MillenniumPost
Opinion

Why do we need patents?

As we enjoy great advantages from the inventions of others, we should be glad of an opportunity to serve others by any invention of ours; and this we should do freely and generously.” So wrote Benjamin Franklin, America’s founding father and man of many parts, in his autobiography explaining why he had refused a patent for a more efficient open stove he had invented in 1742.

It did not matter to Franklin that a London ironmonger, using his documents, tweaked the machine, got a patent and made a small fortune out of it. It was not the only time others had benefited from this polymath’s inventions. Franklin never contested these, “having no desire of profiting by patents, and hating disputes”.

This is not the case with most inventors, especially in the US which has made a fetish of patents. Thomas Edison, for instance, had over 1,000 US patents. But there have been others who have given freely of their ideas and inventions. Like Tim Berners-Lee who invented the World Wide Web. Like Jonas Salk, who discovered the polio vaccine and is famously reported to have said when asked who owned the patent: “Well, the people, I would say. There is no patent. Could you patent the sun?”
Well, a rather churlish biotech industry claims it’s a patent myth surrounding Salk; the vaccine simply could not be patented because of the way research on it was funded. Whatever the truth, a little later, Albert Sabin came up with an oral vaccine for polio, which some aver is more effective, but he, too, did not seek a patent.

Unlike the US, Europe was not fanatical about patents in the previous centuries. In fact, there was a strong campaign to abolish patents and this was effective in getting quite a few European states, such as Holland, to dismantle their patent systems. Switzerland’s laws excluded patents for chemicals, pharmaceuticals and dyes till the early years of the 20th century. This is said to be the genesis for Switzerland’s modern and innovative pharma industry. Influenced by the abolitionists, the Congress of German Economists warned that “patents of invention are injurious to common welfare”.
Patents then tended to be viewed as anti-competitive and a covert form of trade protectionism.

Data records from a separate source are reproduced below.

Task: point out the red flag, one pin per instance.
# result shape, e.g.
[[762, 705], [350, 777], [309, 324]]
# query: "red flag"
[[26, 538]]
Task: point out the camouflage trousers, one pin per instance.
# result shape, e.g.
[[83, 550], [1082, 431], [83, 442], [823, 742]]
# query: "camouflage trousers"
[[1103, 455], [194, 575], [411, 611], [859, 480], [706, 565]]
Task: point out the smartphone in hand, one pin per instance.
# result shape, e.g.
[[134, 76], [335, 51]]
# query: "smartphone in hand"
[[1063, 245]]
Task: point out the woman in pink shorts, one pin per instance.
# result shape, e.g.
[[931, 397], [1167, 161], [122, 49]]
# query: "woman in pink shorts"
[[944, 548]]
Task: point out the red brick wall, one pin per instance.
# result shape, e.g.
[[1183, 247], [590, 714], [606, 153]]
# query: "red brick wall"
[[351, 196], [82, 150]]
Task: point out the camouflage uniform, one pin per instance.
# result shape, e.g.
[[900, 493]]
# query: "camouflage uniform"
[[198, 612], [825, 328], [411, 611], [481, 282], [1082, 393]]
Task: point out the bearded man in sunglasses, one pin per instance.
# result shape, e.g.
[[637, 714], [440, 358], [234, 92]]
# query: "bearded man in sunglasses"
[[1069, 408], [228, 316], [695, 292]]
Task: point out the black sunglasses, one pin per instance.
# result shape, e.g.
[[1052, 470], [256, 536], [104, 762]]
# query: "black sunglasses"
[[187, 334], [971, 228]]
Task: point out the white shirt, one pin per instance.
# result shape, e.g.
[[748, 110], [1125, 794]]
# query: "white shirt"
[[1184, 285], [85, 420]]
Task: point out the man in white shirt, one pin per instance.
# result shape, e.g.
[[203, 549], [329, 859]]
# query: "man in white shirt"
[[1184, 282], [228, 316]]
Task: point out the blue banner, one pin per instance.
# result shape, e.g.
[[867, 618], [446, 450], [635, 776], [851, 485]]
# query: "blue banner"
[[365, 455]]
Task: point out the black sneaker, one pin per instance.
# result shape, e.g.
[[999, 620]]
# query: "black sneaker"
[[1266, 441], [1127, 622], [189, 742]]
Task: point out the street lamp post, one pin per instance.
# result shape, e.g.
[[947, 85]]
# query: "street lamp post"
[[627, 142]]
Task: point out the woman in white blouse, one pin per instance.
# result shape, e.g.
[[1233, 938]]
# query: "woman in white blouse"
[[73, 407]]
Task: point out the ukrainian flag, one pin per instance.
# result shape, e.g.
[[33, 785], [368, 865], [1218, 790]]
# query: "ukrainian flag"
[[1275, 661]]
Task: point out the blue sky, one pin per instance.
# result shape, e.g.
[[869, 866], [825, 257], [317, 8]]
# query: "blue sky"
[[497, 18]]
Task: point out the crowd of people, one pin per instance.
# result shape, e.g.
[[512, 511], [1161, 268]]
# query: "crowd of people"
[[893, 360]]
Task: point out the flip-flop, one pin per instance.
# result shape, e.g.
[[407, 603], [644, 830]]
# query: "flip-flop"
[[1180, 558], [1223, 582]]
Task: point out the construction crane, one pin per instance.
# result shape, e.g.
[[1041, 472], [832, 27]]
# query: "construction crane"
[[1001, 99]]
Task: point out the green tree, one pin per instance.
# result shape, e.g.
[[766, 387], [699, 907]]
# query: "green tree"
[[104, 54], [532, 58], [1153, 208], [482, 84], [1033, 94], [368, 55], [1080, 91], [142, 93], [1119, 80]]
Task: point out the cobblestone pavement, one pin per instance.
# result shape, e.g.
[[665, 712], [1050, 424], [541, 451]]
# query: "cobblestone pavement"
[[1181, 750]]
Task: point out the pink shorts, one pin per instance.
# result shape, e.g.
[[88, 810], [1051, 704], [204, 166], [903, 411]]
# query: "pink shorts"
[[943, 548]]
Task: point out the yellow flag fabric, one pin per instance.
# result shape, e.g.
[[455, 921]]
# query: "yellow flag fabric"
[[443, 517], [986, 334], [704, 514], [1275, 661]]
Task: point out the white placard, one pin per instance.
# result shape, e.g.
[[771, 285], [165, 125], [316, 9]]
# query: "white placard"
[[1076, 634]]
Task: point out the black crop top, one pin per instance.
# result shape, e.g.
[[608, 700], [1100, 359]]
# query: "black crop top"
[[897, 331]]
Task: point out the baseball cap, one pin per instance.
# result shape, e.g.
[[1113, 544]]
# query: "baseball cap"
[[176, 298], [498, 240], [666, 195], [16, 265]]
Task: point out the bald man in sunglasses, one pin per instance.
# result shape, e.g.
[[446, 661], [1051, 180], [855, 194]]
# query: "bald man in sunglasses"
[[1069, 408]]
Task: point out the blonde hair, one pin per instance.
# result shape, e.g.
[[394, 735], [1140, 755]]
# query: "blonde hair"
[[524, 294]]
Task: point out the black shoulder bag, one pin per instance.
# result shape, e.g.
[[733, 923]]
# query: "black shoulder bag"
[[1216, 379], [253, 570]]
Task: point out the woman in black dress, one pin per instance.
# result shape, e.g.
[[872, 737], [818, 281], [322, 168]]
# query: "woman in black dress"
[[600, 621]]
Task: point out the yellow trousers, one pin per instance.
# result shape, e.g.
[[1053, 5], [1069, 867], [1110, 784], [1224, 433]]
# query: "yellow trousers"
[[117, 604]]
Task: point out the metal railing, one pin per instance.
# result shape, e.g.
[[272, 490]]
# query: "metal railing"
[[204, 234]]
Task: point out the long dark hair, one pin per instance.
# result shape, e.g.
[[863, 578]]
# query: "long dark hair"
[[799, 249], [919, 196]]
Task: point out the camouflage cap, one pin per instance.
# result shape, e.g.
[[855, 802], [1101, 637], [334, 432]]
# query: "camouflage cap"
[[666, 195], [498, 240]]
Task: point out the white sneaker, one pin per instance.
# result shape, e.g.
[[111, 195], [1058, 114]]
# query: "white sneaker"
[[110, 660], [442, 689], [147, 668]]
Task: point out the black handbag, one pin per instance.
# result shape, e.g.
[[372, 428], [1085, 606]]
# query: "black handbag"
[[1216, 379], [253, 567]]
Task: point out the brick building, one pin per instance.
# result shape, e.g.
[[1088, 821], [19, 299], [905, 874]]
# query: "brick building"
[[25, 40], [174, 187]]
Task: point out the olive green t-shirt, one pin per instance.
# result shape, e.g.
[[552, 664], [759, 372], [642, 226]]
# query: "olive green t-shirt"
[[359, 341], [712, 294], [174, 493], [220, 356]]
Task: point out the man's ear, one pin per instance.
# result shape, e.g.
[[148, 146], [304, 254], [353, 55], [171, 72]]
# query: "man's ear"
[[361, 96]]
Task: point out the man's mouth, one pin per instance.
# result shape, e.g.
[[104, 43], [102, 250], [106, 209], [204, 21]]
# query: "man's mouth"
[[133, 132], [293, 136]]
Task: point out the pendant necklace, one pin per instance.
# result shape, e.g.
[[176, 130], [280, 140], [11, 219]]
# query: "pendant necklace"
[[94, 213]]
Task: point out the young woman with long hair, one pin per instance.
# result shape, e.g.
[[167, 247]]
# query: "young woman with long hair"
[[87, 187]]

This debate has not been settled yet. Questions still remain on a range issues beginning with very fundamental concerns about the philosophical and moral underpinnings of the patent system. The dominant voice is that of the pharma lobbies who insist it is vital to provide incentives for research and reward those who come up with life-saving or life enhancing drugs. We all need to hark back to history to understand there are alternative ways of discovering and inventing medicines as the story of penicillin and polio vaccine show. Patents and copyrights are not the optimum solution.

Far from being a solution it has turned into a curse for the software and telecom industries who have been sucked into a morass of costly litigation and stultified research on account of patent thickets on basic research. These industries are screaming for a reform of the global patent system, particularly in the US. But it’s a system so broken and messed up that the US Congress has been unable to set it right despite many tries over the past decade.

Economists point out there is no empirical evidence that patents serve to increase innovation and productivity, unless, of course, productivity is equated with the number of patents awarded. One paper titled “The Case against Patents” says the US economy has neither seen “a dramatic acceleration in the rate of technological progress, nor a major increase in R&D expenditure”.